Renaissance Lifestyle Communities, a seniors' housing real estate firm, is taking its chances in a rocky market and going public through a $250-million capital offering.
Founded just this year, Renaissance plans to use the money raised in the IPO to partly pay for a portfolio of 20 private-pay seniors' housing facilities in British Columbia, Alberta, Saskatchewan and Ontario. The company’s strategy is straightforward: the population is aging and every year there are more seniors who are looking for places to live.

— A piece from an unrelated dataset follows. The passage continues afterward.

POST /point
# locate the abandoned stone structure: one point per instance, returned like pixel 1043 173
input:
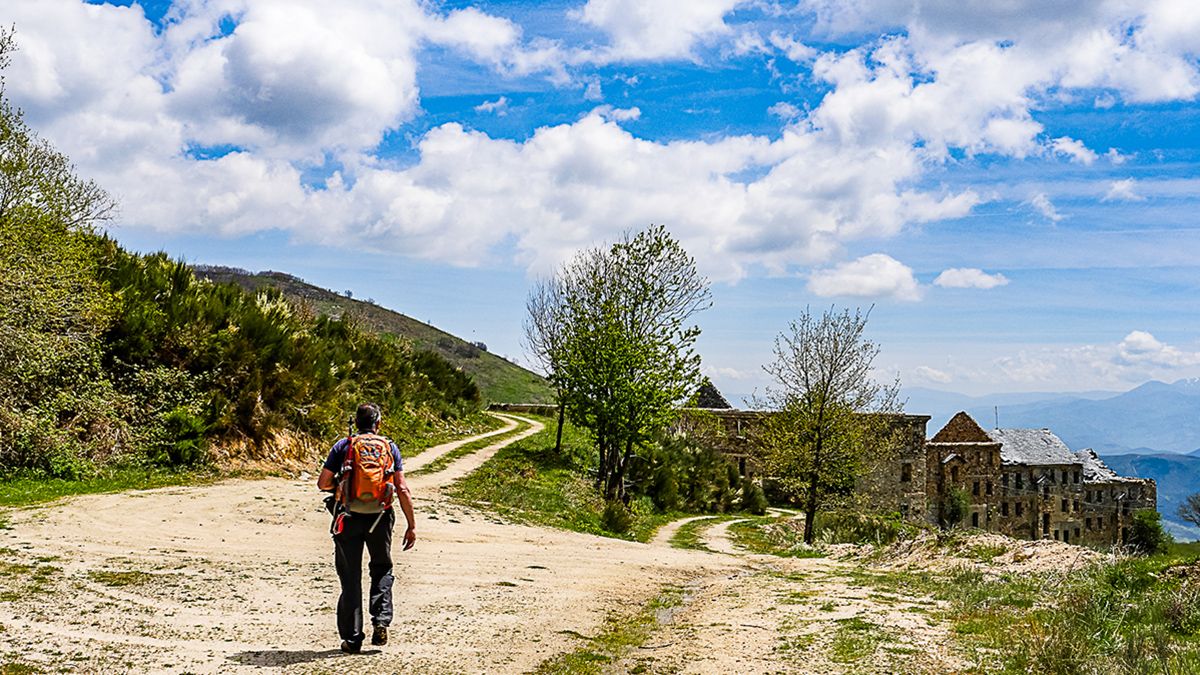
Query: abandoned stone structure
pixel 1027 483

Within this market, three types of housing accommodations exist: independent serviced living, assisted living and long-term care. Renaissance will predominately operate communities in the first two divisions, which means it will provide a lower level of care because the occupants are more independent, and there isn’t much provincial regulation. (Long-term care facilities have their budgets determined by the provincial governments, which pay their bills.)
Think of these private-pay communities as places where seniors want to live, rather than where they have to because they’re sick or incapable of taking care of themselves.

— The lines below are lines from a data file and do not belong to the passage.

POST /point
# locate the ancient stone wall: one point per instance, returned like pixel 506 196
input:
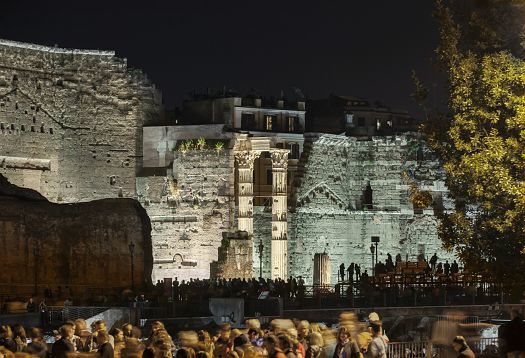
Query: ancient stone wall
pixel 189 206
pixel 83 245
pixel 234 257
pixel 329 215
pixel 71 121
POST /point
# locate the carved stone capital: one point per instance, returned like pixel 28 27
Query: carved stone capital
pixel 280 158
pixel 245 158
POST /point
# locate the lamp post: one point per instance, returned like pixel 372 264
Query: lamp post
pixel 375 240
pixel 261 248
pixel 131 253
pixel 35 260
pixel 372 250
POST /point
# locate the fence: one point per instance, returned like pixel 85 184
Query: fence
pixel 483 347
pixel 57 315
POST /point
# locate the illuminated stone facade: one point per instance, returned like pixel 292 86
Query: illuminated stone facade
pixel 75 127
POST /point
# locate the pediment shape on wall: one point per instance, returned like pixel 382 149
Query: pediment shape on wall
pixel 321 190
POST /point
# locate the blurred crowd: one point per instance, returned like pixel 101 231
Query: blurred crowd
pixel 281 338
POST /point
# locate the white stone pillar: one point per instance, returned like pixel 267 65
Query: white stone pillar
pixel 244 160
pixel 279 259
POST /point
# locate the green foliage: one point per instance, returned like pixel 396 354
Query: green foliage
pixel 481 142
pixel 201 143
pixel 219 146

Although the real estate sector has been one of the strongest performers in a shaky market, and the last big IPO came from Dundee International REIT , there’s no guarantee this thing will sell. Few financings are being launched these days, and many firms have shelved their IPOs, including Hudson’s Bay Co.
Still, Renaissance has opted to roll the dice and has filed its preliminary prospectus. On top of its real estate pitch, the company is expected to offer up a juicy yield in the area of 8 per cent, which could lure retail investors.
Because the company is so new, it needs experienced management to make it work. Renaissance’s chief executive officer is Ian McAuley, the former president and CEO of Superior Lodging Corp., which has hotel investments worth $500-million. He also founded that firm.
A more familiar name to public investors is also on board. Stephen Suske, the former CEO of Chartwell Seniors Housing REIT, is Renaissance’s chairman, a new role since stepping down from Chartwell in March, 2009, after its stock fell all the way down to $4 per share.
Mr. Suske is also connected to the acquired properties. From 2003 to 2007 he was the chairman of Spectrum, and Spectrum is selling four of its retirement communities to Renaissance.
In total, the 20 retirement communities to be purchased by Renaissance will cost $580-million. Some of that will come from the IPO funds, and the remaining portion will be paid for using $277-million in mortgages that have already been lined up, plus a $60-million revolving credit facility.